The Pressure of Bookstagram and Booktube

I first discovered Booktube when I fell back in love with reading in 2016. The concept that there was this world of like-minded people waiting at the click of a button was exhilarating for me. I was sucked in like Alice down the rabbit hole, marvelling at all these books that I had never heard of and everyone’s opinions on them. 

Photo by Dziana Hasanbekava on Pexels.com

As a reader before, I had just read whatever I could find that excited me. A TBR didn’t really exist in my vocabulary; instead I would buy a new book when I finished the last, methodically ploughing through them like a train. I was unaware of ‘hype’ about books other than the big names like the Harry Potter series or the Hunger Games. That was mainstream hype largely, it didn’t come directly from something like a close knit book community. 

Having started my own bookstagram six months ago, I didn’t think I would succumb to the pressure of reading hyped books. But there is a certain feeling of being left out of the crowd if you aren’t raving about the same books that everyone else is. From a purely numbers based outlook, the posts I do that are about non-bookstagram endorsed books do significantly worse than the pictures I post of bookstagram-approved ones. 

Photo by Andrea Piacquadio on Pexels.com

I have discovered so many incredible books that I probably wouldn’t have found without bookstagram, but it becomes a sticky situation when you actually didn’t like that well-loved book. Fans have been known to attack people relentlessly if their favourite book is seen to be ‘dissed’. It happened time and time again on Booktube back in the day, and the fear of that is still rife. 

As a book community, the 99% love hearing about new books and discovering new reads through others. But it’s that 1% – the cliquey 1% – that sometimes feel like they are judging me with eagle eyes if I don’t put out the same content as others. And that’s not what reading should be about. 

The pressure to read quickly is also a strange byproduct of the community. In order to keep people excited, to keep people wanting to come back for more, you have to be able to churn out content quickly. As a fast reader normally, the pressure of this can prove strangely debilitating. I love reading, but I hate the feeling that I’m racing against a clock. That I need to keep going with limitless stamina in order to prove myself. 

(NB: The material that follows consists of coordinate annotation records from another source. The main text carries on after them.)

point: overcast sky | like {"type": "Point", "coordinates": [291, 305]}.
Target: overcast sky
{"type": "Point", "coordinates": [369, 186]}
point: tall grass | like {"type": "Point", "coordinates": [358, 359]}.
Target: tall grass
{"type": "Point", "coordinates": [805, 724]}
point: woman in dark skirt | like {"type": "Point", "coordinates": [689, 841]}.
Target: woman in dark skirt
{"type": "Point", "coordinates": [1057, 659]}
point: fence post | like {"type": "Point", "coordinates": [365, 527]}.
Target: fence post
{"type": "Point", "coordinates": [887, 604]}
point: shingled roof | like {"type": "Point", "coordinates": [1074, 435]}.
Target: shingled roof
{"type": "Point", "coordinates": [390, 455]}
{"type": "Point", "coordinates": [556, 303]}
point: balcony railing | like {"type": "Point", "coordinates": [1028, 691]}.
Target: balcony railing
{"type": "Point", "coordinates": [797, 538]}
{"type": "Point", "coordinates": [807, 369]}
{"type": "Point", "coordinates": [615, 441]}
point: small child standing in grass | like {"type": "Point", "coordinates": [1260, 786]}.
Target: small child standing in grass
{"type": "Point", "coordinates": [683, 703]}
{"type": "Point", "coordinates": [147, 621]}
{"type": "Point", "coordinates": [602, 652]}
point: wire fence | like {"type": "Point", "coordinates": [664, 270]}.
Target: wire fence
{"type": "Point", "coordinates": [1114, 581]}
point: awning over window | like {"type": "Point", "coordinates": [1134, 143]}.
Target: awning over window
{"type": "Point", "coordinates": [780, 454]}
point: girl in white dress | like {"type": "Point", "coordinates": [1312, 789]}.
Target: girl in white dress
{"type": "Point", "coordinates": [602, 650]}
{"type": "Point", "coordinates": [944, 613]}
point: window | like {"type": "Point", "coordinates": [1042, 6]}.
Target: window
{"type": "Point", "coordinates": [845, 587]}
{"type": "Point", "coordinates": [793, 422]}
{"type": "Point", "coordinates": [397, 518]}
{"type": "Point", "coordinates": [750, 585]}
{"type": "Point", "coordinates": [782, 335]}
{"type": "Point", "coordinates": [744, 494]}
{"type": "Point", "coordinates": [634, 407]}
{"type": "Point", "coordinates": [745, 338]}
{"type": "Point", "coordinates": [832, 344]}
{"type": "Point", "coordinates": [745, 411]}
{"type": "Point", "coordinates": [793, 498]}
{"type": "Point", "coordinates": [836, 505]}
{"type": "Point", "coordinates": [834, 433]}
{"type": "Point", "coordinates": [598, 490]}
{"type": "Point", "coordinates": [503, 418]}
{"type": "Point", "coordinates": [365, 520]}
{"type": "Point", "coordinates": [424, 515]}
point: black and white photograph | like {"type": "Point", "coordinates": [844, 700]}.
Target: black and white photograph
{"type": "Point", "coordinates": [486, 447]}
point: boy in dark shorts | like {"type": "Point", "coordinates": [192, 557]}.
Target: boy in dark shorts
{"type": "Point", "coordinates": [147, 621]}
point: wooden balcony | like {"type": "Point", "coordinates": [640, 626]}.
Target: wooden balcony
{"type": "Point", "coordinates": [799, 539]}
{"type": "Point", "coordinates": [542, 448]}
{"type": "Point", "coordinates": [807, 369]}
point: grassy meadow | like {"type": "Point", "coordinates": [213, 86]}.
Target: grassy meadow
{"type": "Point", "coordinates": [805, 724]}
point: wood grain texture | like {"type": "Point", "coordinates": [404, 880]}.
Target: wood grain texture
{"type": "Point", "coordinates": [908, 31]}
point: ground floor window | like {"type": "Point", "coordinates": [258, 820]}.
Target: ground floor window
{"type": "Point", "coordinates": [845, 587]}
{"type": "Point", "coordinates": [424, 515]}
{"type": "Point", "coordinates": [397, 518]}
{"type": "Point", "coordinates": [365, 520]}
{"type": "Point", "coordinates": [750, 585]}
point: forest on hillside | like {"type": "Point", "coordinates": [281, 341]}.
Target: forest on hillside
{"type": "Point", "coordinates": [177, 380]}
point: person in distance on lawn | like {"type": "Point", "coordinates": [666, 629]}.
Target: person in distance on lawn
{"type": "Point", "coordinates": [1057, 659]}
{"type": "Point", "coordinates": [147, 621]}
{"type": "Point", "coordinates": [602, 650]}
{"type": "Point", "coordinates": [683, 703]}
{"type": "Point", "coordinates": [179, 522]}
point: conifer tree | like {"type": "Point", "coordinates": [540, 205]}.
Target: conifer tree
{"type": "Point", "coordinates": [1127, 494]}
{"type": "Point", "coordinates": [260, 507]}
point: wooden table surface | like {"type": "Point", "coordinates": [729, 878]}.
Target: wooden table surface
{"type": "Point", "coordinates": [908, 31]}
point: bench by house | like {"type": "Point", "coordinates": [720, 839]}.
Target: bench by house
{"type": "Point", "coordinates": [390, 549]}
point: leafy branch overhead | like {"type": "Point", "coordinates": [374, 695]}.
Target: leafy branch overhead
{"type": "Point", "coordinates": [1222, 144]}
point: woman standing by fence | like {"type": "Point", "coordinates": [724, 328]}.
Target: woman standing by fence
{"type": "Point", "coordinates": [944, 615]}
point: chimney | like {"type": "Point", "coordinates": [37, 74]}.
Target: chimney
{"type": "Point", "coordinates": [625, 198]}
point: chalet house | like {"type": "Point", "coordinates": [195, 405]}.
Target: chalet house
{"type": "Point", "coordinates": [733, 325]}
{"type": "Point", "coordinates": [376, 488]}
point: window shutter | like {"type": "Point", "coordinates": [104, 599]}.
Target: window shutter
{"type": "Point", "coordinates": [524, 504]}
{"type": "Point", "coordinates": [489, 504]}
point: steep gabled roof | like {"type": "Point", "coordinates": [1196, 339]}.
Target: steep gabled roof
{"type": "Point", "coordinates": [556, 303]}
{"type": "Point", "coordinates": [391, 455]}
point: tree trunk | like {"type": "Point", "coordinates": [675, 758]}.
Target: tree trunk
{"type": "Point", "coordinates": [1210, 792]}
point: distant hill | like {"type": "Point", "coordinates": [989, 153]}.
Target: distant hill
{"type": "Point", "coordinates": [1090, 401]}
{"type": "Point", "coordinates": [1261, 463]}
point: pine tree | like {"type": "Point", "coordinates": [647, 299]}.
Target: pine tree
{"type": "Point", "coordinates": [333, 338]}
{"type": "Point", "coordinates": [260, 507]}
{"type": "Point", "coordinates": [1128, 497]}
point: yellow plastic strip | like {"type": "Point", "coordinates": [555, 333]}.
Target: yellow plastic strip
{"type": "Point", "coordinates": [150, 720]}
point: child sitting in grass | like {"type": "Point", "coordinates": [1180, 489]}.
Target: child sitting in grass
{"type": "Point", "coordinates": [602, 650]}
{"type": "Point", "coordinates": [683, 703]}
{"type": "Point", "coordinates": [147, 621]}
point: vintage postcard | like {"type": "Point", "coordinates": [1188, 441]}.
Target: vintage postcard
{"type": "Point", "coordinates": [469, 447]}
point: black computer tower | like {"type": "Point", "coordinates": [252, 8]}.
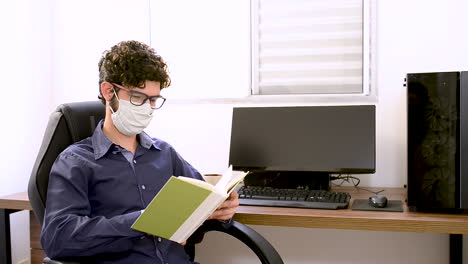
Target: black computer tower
{"type": "Point", "coordinates": [437, 141]}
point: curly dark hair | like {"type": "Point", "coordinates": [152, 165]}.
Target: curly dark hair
{"type": "Point", "coordinates": [131, 63]}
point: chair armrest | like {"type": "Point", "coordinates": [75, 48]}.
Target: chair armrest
{"type": "Point", "coordinates": [257, 243]}
{"type": "Point", "coordinates": [51, 261]}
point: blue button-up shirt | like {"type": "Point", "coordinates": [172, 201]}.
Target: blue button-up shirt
{"type": "Point", "coordinates": [95, 194]}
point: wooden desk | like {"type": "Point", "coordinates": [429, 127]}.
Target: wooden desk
{"type": "Point", "coordinates": [455, 225]}
{"type": "Point", "coordinates": [14, 203]}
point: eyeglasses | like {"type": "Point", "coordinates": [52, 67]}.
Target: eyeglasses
{"type": "Point", "coordinates": [138, 98]}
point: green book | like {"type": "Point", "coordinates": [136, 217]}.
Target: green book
{"type": "Point", "coordinates": [183, 204]}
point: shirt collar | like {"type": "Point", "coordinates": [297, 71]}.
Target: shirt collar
{"type": "Point", "coordinates": [102, 144]}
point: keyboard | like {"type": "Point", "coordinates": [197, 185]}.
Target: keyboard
{"type": "Point", "coordinates": [294, 198]}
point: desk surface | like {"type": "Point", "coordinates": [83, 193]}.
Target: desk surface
{"type": "Point", "coordinates": [331, 219]}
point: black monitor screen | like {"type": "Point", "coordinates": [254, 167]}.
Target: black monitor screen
{"type": "Point", "coordinates": [332, 139]}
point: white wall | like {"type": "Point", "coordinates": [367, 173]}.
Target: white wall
{"type": "Point", "coordinates": [25, 75]}
{"type": "Point", "coordinates": [50, 52]}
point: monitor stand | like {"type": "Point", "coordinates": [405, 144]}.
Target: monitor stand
{"type": "Point", "coordinates": [289, 179]}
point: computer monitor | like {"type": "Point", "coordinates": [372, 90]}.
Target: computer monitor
{"type": "Point", "coordinates": [306, 141]}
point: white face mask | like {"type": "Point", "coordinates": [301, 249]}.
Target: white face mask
{"type": "Point", "coordinates": [130, 119]}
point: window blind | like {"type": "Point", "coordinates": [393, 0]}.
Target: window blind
{"type": "Point", "coordinates": [307, 46]}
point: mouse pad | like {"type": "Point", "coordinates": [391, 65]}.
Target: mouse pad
{"type": "Point", "coordinates": [363, 205]}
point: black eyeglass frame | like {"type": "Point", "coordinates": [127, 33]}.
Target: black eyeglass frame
{"type": "Point", "coordinates": [131, 92]}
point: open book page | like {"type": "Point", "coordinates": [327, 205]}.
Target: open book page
{"type": "Point", "coordinates": [202, 184]}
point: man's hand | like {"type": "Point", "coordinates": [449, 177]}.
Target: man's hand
{"type": "Point", "coordinates": [227, 209]}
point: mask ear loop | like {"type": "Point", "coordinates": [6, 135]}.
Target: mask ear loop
{"type": "Point", "coordinates": [110, 102]}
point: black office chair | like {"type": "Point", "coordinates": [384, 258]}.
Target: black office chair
{"type": "Point", "coordinates": [75, 121]}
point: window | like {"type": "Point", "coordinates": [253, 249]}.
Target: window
{"type": "Point", "coordinates": [311, 47]}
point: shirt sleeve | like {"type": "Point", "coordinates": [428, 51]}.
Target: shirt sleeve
{"type": "Point", "coordinates": [68, 229]}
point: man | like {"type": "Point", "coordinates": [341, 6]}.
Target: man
{"type": "Point", "coordinates": [99, 186]}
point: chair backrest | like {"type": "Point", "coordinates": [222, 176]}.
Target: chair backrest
{"type": "Point", "coordinates": [68, 124]}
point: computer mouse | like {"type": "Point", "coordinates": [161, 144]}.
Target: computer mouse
{"type": "Point", "coordinates": [378, 201]}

I care too much about what people think perhaps. About the books I read, the way I review them, even my interests. I shouldn’t. It does not necessarily stem from Booktube alone, but it certainly exacerbates it. 

1 Comment

  1. I understand that pressure for sure. I love doing booktube, but I’m never going to be a huge booktuber because I just make videos about whatever I feel like. Sometimes I read somewhat popular books and sometimes I don’t. I usually don’t read the same books as the rest of booktube. I don’t really like contemporaries or YA. I do like fantasy, so if it’s a popular fantasy book I’ll sometimes read and review it.
    One thing I like about making book content is that it delves me to be more analytical as I read: to think more about themes I want to explore and to do further research on the context of a book (historical or otherwise). It keeps me in that mindset of critical reading that I had when I was getting my degree in English. Now that I’m done with school. it’s nice to have something keeping me reading critically.